Celebrating its 30th anniversary this year, Beyond The Border is a festival best known for its efforts to preserve and expand the verbal storytelling tradition, it also makes space for alternative forms of narrative. Hari Berrow talks to Kate Lawrence, director of circus show Holes, ahead of its appearance at the Beyond The Border festival.
Devised by Kate Lawrence, Holes is an aerial hoop performance that takes its performers and audience to other realms, both outside and inside themselves. “When you’re an aerialist, you kind of go into another world, you can fly – you almost inhabit another world,” Lawrence tells me.
“So we wanted to take that idea a bit further. You think of the astronaut looking back at the Earth; it’s that idea of a round window you can look through and see other worlds. We’re also quite interested in the idea of the mirror image that comes with two performers and the question of how you see yourself.”
Created by visually impaired performer Karina Jones and co-performed with aerialist Daisy Williams, Holes uses the visual language of circus as well as the sensory experience of audio description to craft a narrative that is as inclusive as it is compelling.
“We’re trying to embed the audio description into the soundtrack of the show, working with language creatively to describe the visual action,” Lawrence explains. “Traditionally, if visually impaired people go to the theatre and there is audio description, they wear headphones and a person in a booth describes what happening. That always happens after the show is made.
“It’s quite isolating because everything else is muffled, and they can’t hear the other audience members clapping or laughing. We wanted to avoid that and to keep the description in mind all the way through the creative process.
“It’s really important to try and make shows accessible for people who are marginalised. Dance is very visual, likewise circus, so how do you make those things accessible to people who can’t see them? Perhaps people think this is very visual, so people who are visually impaired won’t be interested, but actually, that’s just an assumption.”

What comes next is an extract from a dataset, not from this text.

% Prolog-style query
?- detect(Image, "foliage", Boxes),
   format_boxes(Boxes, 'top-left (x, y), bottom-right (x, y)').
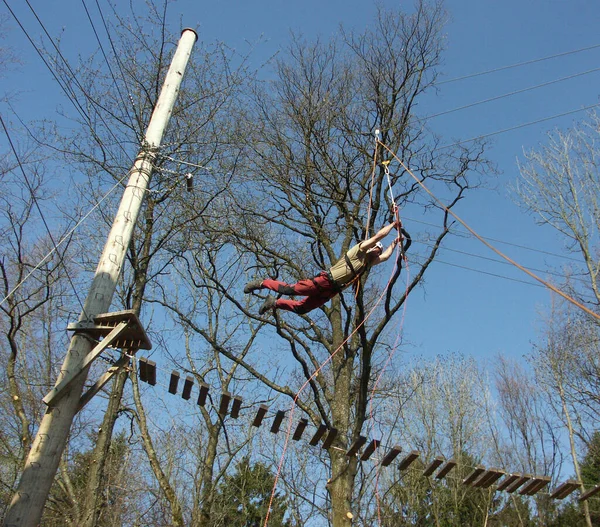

The show uses audio description to add texture and depth to the performers’ exploration of other worlds, complementing the circus visuals with a creative and witty description that helps to move the story forward.
“One of the things Karina’s keen on is the presence of multiple descriptions,’ Lawrence highlights. “With traditional audio describer, you’ve just got one person speaking and that’s always going to be from their perspective, their point of view. At the beginning of the show, we have a traditional audio describer that the performers interact with. The traditional audio describer might say, ‘We see such and such‘ and Karina might go, ‘Well I don’t see, that’s the point!’
“As the show progresses, we have different voices, and the performers do a lot of audio description. Some of it is describing what they’re doing; some of it is conversational. A lot of it is exploring the feel of it. There’s one section about lifting each other up, so they’re saying, ‘Put your foot on my leg, now put your foot on my shoulder…’ It’s about finding creative ways to describe what they’re doing rather than just saying ‘the performer puts their foot on the other’s knee’.
Holes is touring Welsh festivals this year, with the potential for future development. Lawrence and the team are keen to hear how audiences respond to the production and their new ways of integrating audio description.
“I hope they enjoy it, and they laugh,” Lawrence smiles. “I also hope they take away a feeling of being included in an exploration of these different worlds, both in sound and in visual. I’m hoping that will be a really rich experience, and that it will have more texture because of that.”
Holes is at Beyond The Border, Dinefwr, Carmarthenshire, Sun 9 July.